Although Argentina’s oil production is falling to less than 500,000 b/d from an average of 511,000 b/d in 2016, Aranguren said: “It will be the balance between local production and opportunities to import crude.”
NOT PARTICIPATING IN OPEC/NON-OPEC TALKS
Argentina is not concerned about the current $50/b oil price, and is more concerned about gas prices because of its higher exposure, Aranguren said.
“Honestly, we are more concerned about natural gas prices than oil prices,” Aranguren said. “Of course we are producing oil, but you need to take into account that our energy mix in Argentina is dominated by natural gas –54% of our primary energy mix is gas.”
“In the case of oil, we are importing few cargoes per year so we are not so concerned,” he said.
Argentina currently imports LNG with a reference to US Henry Hub or UK Brent crude prices, Aranguren said.
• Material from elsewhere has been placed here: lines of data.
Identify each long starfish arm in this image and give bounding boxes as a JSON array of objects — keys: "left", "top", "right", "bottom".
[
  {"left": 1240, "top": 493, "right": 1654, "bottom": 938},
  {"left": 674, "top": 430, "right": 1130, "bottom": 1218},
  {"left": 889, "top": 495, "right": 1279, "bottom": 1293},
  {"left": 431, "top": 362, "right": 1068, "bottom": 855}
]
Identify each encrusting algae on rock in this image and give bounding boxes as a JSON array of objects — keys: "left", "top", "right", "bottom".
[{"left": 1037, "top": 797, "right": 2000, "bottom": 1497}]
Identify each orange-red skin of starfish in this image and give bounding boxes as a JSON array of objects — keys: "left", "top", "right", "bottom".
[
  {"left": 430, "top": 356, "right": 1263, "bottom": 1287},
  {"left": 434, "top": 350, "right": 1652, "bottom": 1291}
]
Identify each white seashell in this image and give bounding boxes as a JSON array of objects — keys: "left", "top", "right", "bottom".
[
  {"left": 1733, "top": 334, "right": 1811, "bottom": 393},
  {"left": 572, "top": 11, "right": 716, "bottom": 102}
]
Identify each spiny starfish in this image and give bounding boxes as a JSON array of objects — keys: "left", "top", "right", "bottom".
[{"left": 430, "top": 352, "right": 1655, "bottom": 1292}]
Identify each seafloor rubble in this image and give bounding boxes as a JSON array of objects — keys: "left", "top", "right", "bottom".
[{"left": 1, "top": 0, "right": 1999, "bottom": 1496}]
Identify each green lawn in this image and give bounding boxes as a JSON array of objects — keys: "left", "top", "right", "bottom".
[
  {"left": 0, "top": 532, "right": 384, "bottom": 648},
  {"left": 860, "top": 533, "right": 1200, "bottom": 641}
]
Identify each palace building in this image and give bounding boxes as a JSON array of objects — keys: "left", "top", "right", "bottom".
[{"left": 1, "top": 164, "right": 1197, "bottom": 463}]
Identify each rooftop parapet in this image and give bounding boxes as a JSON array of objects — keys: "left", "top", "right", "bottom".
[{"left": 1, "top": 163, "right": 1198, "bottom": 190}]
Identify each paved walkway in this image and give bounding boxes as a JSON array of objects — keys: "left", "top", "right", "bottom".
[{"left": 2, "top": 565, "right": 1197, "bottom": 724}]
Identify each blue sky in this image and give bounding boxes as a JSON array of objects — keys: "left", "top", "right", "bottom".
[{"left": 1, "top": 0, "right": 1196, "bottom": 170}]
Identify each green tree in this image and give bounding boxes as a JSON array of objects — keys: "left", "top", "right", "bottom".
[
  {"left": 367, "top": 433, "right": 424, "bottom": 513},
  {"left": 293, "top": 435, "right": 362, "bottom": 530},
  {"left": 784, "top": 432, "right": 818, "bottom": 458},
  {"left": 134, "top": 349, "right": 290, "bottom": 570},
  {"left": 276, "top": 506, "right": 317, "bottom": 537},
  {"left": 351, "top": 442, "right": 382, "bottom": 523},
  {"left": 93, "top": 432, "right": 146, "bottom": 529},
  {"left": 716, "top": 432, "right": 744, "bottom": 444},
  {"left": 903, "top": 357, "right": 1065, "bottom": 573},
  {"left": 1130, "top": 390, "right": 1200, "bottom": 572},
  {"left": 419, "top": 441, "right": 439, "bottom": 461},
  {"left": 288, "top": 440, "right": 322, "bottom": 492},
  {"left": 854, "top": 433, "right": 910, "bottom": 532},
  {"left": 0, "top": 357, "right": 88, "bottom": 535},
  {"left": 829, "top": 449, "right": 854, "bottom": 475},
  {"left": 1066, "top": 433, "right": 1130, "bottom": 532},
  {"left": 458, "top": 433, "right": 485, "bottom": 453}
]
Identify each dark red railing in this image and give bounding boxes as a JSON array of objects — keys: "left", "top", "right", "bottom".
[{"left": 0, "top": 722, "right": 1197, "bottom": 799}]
“Currently, we are importing at around $5.50-6/MMBtu, when Henry Hub is at $3/MMBtu,” he said.
Taking into account liquefaction, transportation and regasification costs, Aranguren said: “So in the particular case of Argentina, marginal prices are higher. That’s a reason why we have some incentives for local companies to increase production.”
Asked to comment on whether Argentina is attending a meeting between OPEC and non-OPEC producers in Vienna about coordinating production cuts on May 25, Aranguren said: “Argentina is not participating in this type of gathering.” “In fact, honestly we do not believe in this type of situation where the pricing results should be a consequence of market interaction — market forces — supply and demand,” he said.
RISING INVESTMENTS IN VACA MUERTA
Despite the low oil price investments, Aranguren said Argentina expects to see a rise in investments in Vaca Muerta, the country’s biggest shale play, in the next few years.
“We reckon that in the case of Vaca Muerta this year will be around $3.5-4 billion, and next year will be around $10 [billion],” said Aranguren, adding that investments are expected to rise further to around $15 billion-$20 billion/year in a six-year period from 2019.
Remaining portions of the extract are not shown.